Szytnia
On August 20, 1941, the Ukrainian Preczysta holiday, a group of Ukrainian nationalists led by Mitka Zawierucha rampaged across the town and harassed its Jews. Mitka declared that God had sent him to rid the area of Jews and to root them out from among the non-Jews. On the same day, some SS men (including an SS unit from the city of Zhitomir) who had arrived in Korzec, together with Ukrainian auxiliary policemen, attacked Jewish residences, violently arresting Jewish men. According to a testimony, after this roundup Ukrainian policemen bound the hands of several hundred Jewish men (including three members of the Judenrat) and led them to a granary (or barn, according to another testimony) located in the courtyard of a Ukrainian auxiliary police unit. After being held there for a short time, during which their documents were confiscated, the Jewish men (and several Jewish boys) were marched in rows, under guard by Ukrainian auxiliary policemen, 2 kilometers out of Korzec, to the area of a sugar factory near the village of Szytnia. Upon reaching the murder site, they were forced to dig their own graves, and were then shot by men from the SS units.

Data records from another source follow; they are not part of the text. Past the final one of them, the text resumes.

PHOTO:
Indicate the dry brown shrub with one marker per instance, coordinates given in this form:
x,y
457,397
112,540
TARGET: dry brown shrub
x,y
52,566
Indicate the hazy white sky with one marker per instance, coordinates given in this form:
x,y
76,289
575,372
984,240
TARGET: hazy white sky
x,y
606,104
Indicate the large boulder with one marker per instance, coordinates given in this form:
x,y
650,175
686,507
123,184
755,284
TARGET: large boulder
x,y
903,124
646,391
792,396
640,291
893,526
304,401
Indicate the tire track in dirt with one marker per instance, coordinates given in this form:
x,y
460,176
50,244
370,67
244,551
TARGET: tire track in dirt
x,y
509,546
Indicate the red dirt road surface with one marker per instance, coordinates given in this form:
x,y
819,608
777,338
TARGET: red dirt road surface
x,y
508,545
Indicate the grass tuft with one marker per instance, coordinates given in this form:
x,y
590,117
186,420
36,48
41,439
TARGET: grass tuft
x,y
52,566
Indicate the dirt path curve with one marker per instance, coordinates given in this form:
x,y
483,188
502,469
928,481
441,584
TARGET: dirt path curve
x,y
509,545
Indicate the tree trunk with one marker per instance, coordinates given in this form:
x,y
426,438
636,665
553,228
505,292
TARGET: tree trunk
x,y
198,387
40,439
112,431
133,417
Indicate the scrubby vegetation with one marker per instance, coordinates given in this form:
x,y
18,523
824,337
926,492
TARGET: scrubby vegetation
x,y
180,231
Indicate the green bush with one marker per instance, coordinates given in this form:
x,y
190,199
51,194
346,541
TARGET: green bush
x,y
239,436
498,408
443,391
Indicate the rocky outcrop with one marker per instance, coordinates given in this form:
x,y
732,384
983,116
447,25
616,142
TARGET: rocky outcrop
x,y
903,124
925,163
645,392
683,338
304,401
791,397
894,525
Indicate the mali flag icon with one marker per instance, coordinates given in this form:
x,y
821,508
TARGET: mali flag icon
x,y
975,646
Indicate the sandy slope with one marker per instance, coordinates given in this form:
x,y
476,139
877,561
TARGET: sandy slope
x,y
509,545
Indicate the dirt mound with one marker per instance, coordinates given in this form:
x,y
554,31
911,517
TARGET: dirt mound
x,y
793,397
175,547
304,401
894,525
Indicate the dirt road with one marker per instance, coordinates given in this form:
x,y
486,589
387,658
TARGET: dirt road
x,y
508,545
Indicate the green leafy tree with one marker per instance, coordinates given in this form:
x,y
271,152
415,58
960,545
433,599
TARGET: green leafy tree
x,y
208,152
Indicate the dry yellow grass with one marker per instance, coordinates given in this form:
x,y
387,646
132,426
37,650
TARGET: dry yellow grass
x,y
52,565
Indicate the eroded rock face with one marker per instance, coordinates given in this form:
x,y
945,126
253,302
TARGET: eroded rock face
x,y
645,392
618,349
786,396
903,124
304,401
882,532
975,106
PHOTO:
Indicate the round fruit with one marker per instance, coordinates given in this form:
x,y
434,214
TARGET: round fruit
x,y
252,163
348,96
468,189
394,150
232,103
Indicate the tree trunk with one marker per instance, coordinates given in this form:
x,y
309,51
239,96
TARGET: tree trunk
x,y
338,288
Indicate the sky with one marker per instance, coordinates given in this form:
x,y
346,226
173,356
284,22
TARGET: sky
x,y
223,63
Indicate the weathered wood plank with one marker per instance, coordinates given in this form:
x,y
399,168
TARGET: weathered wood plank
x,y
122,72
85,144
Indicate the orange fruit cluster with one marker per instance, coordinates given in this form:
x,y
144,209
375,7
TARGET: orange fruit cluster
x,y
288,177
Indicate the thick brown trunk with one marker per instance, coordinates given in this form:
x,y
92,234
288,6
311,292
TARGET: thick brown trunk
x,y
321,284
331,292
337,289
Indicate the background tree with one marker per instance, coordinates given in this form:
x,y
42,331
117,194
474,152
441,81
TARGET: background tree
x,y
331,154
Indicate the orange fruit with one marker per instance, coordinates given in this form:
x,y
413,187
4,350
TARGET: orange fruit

More information: Yad Vashem
Sukhovolya Forest
On August 8, 1941, the German authorities presented the Judenrat with a list of the names of the most prominent Jewish residents of Korzec, mostly men. They were ordered to report (apparently, at the Ukrainian auxiliary police building), ostensibly in order to be sent to work. On that day, after all the Jews had been rounded up (except for several Jewish men who were released, having been designated as indispensable workers), they were driven in trucks some 8 kilometers northeast of Korzec, toward a forest near the village of Sukhovolya (in the Zhitomir County), where they were shot by a German unit.